Okay, this is going to be fun. Your box is fairly screwed, so the worst problem is that you screw it harder, but I take no responsibility for you doing that following this advice. The problem is either that the dpkg package didn't install correctly, or the metadata is corrupt.
Let's deal with the first problem. Debian packages are just an ar file of two tar files. You can extract them by hand if you really need to. Try the following:
# cd /tmp
# ar x /var/cache/apt/archives/dpkg_1.13.26_i386.deb
# cd /
# tar -xzvf /tmp/data.tar.gz
This should extract the files from the package and install them on the system. We should probably tell dpkg that the package is installed. Find the /var/lib/dpkg/status file, and find a line that says:
Package: dpkg
Then edit the Status line to say:
Status: install ok installed
and change the version to say:
Version: 1.13.26
Hopefully now, dpkg should be working.

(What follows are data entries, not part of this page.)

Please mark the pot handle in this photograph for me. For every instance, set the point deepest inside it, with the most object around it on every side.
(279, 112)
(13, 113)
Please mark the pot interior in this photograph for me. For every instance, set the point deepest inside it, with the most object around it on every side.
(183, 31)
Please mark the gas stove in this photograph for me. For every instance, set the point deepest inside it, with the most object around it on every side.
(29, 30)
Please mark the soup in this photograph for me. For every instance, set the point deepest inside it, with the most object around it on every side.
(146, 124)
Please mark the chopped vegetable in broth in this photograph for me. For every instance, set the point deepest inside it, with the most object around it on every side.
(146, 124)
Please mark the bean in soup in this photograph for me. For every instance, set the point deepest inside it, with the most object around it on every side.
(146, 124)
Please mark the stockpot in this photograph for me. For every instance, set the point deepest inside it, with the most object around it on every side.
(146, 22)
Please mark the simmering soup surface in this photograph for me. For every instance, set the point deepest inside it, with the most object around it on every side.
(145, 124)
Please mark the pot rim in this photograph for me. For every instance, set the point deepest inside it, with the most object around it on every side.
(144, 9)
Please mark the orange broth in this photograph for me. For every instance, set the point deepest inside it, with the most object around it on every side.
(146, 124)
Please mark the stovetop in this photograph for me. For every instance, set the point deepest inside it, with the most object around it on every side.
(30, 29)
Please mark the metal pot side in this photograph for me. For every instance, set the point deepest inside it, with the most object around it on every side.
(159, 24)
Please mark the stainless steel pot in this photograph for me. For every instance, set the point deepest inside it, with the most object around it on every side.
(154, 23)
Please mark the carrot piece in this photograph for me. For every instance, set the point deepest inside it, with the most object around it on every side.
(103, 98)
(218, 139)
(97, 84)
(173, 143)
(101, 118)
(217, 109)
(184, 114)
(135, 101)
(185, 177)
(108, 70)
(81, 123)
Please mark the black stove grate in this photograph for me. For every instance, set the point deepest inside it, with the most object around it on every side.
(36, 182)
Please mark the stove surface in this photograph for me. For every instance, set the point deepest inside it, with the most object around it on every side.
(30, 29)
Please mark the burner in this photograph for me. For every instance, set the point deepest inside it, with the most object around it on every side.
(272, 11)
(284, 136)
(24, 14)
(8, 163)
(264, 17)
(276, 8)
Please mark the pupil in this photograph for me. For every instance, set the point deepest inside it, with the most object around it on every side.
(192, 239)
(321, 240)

If it is, I would reinstall dpkg, so dpkg knows what files the dpkg package has installed.
# dpkg -i /var/cache/apt/archives/dpkg_1.13.26_i386.deb
If it's a metadata file that's become corrupt, they're just plain text files, so you can edit them. I would suggest using dpkg in debug more or strace to see if you can find out which file in particular is broken.
# dpkg --debug=2001 -i /var/cache/apt/archives/dpkg_1.13.26_i386.deb
# strace -efile -f dpkg -i /var/cache/apt/archives/dpkg_1.13.26_i386.deb
(Check out dpkg --debug=help to find out what 2001 means)
If the status file is corrupt, there is a status-old file you could use as a backup.